Abstract

Patients with acute respiratory distress syndrome (ARDS) often require mechanical ventilation (MV) and may experience high morbidity and mortality. The ventilatory management of ARDS patients has changed over the years to mitigate the risk of ventilator-induced lung injury (VILI) and improve outcomes. Current recommended MV strategies include the use of low tidal volume (VT) at 4–6 mL/kg of predicted body weight (PBW) and plateau pressure (PPLAT ) below 27 cmH2O. Some patients achieve better outcomes with low VT than others, and several strategies have been proposed to individualize VT , including standardization for end-expiratory lung volume or inspiratory capacity. To date, no strategy for individualizing positive-end expiratory pressure (PEEP) based on oxygenation, recruitment, respiratory mechanics, or hemodynamics has proven superior for improving survival. Driving pressure, transpulmonary pressure, and mechanical power have been proposed as markers to quantify risk of VILI and optimize ventilator settings.
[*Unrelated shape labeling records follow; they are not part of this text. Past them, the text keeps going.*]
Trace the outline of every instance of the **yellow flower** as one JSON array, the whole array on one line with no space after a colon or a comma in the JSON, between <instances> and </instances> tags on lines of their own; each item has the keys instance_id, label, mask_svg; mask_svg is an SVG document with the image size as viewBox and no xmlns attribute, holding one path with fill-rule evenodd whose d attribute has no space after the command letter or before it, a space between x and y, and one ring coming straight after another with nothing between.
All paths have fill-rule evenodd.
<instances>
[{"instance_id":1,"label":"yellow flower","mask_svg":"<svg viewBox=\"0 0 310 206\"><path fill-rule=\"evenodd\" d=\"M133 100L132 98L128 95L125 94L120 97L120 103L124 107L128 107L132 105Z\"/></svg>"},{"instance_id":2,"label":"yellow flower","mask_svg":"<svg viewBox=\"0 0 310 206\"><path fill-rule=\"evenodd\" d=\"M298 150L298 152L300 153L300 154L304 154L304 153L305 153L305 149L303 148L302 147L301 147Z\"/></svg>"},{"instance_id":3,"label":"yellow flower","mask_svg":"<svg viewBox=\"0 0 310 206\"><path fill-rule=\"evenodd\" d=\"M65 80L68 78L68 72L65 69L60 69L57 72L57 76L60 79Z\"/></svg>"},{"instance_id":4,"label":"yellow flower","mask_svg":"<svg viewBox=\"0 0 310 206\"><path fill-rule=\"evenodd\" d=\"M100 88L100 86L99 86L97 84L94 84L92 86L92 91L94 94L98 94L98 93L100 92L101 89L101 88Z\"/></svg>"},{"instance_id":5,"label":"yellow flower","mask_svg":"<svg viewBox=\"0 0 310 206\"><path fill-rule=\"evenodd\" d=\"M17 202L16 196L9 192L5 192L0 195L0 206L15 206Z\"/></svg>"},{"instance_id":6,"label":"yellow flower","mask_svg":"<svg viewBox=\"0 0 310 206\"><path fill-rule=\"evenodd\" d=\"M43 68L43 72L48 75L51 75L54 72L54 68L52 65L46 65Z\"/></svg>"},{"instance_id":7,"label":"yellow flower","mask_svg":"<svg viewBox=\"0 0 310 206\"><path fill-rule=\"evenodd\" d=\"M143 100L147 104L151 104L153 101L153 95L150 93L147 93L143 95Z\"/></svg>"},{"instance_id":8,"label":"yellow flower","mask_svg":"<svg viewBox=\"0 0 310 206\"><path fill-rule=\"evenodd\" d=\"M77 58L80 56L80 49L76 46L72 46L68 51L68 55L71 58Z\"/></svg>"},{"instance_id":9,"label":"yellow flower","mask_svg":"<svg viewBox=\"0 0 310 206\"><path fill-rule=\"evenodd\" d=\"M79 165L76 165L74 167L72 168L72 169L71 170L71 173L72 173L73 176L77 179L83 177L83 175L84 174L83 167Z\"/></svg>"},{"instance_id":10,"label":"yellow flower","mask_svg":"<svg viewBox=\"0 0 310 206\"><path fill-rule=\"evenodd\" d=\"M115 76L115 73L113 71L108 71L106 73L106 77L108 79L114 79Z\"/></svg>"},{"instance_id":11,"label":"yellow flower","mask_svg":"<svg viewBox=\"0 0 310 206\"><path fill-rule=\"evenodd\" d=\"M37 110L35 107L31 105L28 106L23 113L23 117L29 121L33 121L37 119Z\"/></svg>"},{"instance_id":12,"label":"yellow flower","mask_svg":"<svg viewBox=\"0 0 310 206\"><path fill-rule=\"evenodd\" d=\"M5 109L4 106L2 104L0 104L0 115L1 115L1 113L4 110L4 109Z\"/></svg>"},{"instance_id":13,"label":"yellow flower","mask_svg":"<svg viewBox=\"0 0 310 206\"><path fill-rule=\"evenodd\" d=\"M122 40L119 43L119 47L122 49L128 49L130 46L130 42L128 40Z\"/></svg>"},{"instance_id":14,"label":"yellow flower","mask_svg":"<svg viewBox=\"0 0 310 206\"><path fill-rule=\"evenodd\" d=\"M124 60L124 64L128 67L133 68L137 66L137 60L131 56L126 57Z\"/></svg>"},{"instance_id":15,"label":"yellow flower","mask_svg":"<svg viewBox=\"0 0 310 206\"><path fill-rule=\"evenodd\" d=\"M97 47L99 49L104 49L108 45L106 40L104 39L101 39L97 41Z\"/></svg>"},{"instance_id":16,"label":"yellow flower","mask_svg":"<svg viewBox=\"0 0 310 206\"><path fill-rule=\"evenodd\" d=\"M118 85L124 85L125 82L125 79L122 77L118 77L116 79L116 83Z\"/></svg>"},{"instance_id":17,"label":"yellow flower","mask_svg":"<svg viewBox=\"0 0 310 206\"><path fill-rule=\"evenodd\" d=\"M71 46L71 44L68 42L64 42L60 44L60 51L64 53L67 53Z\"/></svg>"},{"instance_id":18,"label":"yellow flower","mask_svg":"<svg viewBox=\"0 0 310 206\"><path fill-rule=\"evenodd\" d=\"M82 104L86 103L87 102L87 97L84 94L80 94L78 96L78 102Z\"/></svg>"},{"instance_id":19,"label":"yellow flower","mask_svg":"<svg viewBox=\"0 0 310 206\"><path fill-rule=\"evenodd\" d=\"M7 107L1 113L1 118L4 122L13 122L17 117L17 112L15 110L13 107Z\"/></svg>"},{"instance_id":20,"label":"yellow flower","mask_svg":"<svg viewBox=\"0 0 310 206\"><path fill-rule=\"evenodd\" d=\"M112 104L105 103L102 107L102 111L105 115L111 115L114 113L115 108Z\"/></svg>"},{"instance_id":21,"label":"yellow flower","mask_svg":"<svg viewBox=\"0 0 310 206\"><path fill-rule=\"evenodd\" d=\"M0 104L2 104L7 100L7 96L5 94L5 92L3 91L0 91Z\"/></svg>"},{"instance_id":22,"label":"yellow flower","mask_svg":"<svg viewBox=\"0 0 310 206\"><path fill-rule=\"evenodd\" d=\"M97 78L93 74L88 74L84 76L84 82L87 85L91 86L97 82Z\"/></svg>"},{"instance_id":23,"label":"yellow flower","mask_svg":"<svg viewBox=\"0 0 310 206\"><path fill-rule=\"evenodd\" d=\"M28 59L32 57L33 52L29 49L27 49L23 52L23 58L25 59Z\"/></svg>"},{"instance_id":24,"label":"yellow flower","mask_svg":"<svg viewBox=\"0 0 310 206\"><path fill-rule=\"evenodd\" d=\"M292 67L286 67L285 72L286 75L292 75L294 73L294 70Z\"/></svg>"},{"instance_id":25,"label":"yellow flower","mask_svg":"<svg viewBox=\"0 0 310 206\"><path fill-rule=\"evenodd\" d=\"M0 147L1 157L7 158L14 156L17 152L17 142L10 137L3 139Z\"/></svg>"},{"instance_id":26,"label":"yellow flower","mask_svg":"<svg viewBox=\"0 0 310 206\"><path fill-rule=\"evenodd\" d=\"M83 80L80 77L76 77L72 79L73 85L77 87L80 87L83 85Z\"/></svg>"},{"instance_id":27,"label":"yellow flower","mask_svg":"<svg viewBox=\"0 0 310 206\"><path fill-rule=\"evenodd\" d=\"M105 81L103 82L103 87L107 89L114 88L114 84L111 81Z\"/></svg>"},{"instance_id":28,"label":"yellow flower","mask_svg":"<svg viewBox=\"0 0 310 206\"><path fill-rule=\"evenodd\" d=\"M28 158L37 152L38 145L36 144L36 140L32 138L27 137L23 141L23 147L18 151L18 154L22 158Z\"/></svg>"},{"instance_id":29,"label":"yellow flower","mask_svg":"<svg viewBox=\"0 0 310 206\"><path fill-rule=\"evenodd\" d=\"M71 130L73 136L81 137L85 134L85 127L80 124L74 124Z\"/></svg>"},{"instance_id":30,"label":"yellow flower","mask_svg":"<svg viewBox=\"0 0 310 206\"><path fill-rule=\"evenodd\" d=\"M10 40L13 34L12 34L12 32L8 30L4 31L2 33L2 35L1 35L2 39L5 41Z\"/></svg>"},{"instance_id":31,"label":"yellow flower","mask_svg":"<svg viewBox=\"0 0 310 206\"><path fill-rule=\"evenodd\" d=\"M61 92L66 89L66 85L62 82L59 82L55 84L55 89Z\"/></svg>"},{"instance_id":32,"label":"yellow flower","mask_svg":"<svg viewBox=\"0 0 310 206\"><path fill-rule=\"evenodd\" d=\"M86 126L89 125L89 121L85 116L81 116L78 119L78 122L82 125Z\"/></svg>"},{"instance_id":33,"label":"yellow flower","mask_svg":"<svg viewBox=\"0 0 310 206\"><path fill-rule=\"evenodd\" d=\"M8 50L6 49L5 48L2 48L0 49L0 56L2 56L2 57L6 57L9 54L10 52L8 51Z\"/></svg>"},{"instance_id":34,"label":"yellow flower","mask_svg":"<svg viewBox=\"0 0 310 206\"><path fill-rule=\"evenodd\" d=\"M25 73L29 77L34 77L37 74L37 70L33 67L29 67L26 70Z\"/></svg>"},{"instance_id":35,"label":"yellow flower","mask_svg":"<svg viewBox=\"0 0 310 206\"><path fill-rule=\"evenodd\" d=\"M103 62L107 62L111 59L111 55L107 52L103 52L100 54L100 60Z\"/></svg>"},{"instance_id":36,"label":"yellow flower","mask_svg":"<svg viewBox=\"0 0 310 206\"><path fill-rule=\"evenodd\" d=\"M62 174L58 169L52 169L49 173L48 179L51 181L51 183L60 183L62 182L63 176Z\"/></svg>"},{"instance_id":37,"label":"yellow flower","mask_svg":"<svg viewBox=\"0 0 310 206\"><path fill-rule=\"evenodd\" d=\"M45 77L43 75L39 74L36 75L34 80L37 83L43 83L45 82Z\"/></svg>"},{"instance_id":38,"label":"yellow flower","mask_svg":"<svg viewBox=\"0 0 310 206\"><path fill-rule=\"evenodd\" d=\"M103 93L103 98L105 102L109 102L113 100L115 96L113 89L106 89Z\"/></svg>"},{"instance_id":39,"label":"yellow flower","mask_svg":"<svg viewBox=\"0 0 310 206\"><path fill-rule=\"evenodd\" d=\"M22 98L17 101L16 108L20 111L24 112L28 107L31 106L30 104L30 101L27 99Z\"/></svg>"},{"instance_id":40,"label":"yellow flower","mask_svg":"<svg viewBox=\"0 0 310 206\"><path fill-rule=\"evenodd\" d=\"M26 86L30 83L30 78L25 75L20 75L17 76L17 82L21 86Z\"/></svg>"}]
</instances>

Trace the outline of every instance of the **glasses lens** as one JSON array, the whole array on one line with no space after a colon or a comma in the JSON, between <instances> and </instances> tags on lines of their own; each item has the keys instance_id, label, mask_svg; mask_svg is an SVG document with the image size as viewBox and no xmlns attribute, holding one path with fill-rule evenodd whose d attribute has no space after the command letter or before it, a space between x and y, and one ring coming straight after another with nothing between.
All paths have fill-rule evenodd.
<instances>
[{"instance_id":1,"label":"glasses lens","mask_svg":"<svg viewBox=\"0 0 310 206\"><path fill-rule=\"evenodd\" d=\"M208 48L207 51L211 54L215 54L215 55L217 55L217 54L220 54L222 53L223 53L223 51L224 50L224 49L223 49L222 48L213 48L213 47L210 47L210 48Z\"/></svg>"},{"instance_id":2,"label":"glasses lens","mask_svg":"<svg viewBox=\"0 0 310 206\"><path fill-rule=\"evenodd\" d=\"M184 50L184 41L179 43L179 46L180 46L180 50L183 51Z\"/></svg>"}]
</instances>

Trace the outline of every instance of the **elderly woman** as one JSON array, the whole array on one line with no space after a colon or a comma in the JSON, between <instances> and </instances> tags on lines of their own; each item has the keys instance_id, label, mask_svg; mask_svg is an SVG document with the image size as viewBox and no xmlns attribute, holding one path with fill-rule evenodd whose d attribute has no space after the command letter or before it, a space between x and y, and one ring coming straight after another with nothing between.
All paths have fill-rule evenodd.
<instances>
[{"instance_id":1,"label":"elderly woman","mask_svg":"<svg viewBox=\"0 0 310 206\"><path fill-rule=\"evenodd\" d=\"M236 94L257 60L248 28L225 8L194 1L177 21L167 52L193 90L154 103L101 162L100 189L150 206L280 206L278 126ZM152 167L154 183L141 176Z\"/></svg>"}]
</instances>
Several rescue therapies, including neuromuscular blockade, prone positioning, recruitment maneuvers (RMs), vasodilators, and extracorporeal membrane oxygenation (ECMO), may be considered in severe ARDS. New ventilator strategies such as airway pressure release ventilation (APRV) and time-controlled adaptive ventilation (TCAV) have demonstrated potential benefits to reduce VILI, but further studies are required to evaluate their clinical relevance. This review aims to discuss the cornerstones of MV and new insights in ARDS ventilatory management, as well as their rationales, to guide the physician in an individually tailored rather than a fixed, sub-physiological approach. We recommend that MV be individualized based on physiological targets to achieve optimal ventilatory settings for each patient.